Disadvantages and limitations
Subgingival excess cement has been reported as a major cause of peri-implant tissue inflammation. Adequate cementation protocols and procedures should be selected and performed in a way to avoid formation of unnecessary excess cement and ensure complete removal of cement remnants (for example placing retraction cords in the sulcus, application of a controlled amount of cement used etc.). Keeping the crown margins at an epigingival level limits flow of excess cement into the sulcus and facilitates removal of excess cements. This is especially critical in the proximal area.
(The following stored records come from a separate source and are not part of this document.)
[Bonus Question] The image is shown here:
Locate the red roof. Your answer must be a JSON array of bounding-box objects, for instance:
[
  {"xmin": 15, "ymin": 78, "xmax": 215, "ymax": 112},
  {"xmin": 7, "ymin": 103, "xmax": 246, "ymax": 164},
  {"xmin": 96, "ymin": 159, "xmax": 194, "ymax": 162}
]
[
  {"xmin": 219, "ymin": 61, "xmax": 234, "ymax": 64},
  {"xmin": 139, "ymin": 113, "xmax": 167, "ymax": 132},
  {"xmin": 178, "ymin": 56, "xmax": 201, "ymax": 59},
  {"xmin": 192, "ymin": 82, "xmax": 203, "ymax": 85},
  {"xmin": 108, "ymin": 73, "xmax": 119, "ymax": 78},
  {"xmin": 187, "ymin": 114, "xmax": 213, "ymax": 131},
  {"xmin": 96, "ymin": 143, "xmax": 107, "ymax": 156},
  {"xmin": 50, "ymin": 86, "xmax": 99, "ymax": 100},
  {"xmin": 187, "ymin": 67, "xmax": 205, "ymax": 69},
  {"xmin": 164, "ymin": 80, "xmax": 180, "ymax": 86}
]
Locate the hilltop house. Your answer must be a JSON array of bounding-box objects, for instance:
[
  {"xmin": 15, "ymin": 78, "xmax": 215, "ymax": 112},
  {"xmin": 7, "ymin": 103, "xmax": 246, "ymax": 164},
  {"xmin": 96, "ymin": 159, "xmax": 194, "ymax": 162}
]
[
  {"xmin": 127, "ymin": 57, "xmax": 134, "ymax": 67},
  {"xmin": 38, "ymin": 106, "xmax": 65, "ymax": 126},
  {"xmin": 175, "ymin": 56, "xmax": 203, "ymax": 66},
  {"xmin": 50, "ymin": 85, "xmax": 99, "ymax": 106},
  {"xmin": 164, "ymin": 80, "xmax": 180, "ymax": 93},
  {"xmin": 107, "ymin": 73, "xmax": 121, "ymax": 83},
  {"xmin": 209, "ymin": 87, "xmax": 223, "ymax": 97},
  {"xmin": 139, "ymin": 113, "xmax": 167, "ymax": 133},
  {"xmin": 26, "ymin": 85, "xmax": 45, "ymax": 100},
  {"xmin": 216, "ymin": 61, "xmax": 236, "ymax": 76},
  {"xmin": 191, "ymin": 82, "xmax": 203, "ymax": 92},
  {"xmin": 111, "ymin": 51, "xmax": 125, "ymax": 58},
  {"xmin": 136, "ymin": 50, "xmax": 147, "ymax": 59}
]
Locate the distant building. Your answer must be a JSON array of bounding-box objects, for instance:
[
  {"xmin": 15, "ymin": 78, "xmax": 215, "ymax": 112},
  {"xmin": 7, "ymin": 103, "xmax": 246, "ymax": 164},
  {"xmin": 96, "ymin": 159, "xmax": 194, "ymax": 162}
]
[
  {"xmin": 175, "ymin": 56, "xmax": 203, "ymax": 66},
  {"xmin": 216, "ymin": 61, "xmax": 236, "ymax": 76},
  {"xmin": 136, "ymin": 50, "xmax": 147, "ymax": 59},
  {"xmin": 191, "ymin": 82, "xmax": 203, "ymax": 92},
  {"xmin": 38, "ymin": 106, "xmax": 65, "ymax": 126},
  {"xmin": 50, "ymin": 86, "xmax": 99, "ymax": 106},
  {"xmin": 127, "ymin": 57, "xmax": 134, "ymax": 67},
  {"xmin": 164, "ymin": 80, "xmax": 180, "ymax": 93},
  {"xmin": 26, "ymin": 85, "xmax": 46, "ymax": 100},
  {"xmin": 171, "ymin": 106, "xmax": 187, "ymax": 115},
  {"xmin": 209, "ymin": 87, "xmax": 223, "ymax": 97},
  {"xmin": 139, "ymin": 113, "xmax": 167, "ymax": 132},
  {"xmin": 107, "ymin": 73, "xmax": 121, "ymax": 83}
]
Ideally, customized CAD/CAM fabricated abutments are used, to enable design of the crown margin to follow the gingival profile.
For repair or maintenance usually the restoration cannot be removed from the abutments without damage, unless a temporary cement has been applied.
Cementation materials
Depending on abutment material, size and design (retention/wall angles) various cementation materials, ranging from temporary cements to adhesive resin cements, are used.
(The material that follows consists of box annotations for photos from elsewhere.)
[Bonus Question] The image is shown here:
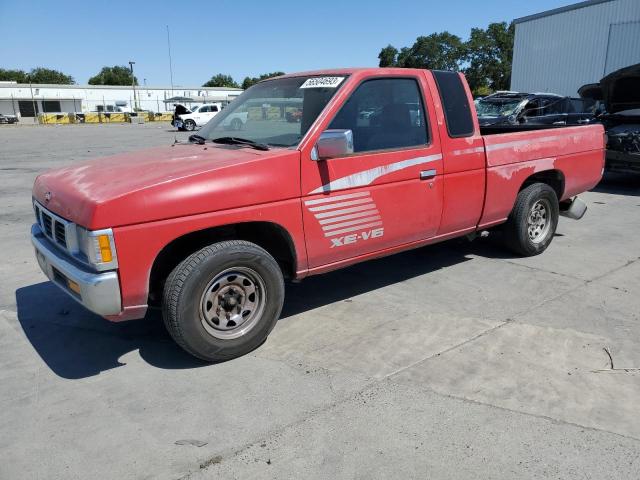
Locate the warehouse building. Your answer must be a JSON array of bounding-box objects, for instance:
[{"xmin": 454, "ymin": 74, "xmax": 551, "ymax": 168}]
[
  {"xmin": 0, "ymin": 82, "xmax": 242, "ymax": 117},
  {"xmin": 511, "ymin": 0, "xmax": 640, "ymax": 96}
]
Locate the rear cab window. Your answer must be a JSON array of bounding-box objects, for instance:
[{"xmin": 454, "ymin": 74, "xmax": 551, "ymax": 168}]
[
  {"xmin": 432, "ymin": 70, "xmax": 474, "ymax": 138},
  {"xmin": 329, "ymin": 78, "xmax": 429, "ymax": 153}
]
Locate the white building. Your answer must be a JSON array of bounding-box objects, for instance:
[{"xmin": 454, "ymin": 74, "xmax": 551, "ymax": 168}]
[
  {"xmin": 0, "ymin": 82, "xmax": 242, "ymax": 117},
  {"xmin": 511, "ymin": 0, "xmax": 640, "ymax": 96}
]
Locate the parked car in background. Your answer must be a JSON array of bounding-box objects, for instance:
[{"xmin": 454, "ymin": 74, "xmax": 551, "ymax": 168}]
[
  {"xmin": 0, "ymin": 113, "xmax": 18, "ymax": 123},
  {"xmin": 475, "ymin": 92, "xmax": 594, "ymax": 127},
  {"xmin": 176, "ymin": 103, "xmax": 222, "ymax": 132},
  {"xmin": 31, "ymin": 68, "xmax": 604, "ymax": 361},
  {"xmin": 578, "ymin": 63, "xmax": 640, "ymax": 173}
]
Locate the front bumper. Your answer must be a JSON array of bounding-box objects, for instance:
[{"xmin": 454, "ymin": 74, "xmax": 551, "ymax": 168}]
[{"xmin": 31, "ymin": 225, "xmax": 122, "ymax": 316}]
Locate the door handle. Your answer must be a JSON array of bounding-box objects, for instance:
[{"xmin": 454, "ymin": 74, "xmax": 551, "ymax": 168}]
[{"xmin": 420, "ymin": 169, "xmax": 437, "ymax": 180}]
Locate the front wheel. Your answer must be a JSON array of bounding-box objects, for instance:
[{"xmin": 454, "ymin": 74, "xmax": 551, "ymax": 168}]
[
  {"xmin": 162, "ymin": 240, "xmax": 284, "ymax": 361},
  {"xmin": 504, "ymin": 183, "xmax": 560, "ymax": 257}
]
With retentive abutment designs conventional cementation protocols with zinc-phosphate or glass-ionomer cements are successfully used.
Literature describes also use of temporary cements in such situations, to allow retrieval of the restoration for repair and maintenance. However, retention with temporary cements can be unpredictable with the restoration being retained too strongly despite the cement's properties as a temporary one, or becoming loose prematurely. Temporary cements are not indicated for cementing ceramic frameworks. For a retentive abutment design, an abutment angle of 6° and abutment length of min. 5 mm is recommended. With abutment lengths below 4 mm, screw retention is recommended.
Due to the high difficulty to remove remnants of resin cements and adhesive resin cements, even more in posterior implant sites with difficult access, this type of cement is not recommended for cementation of multiple-unit restorations.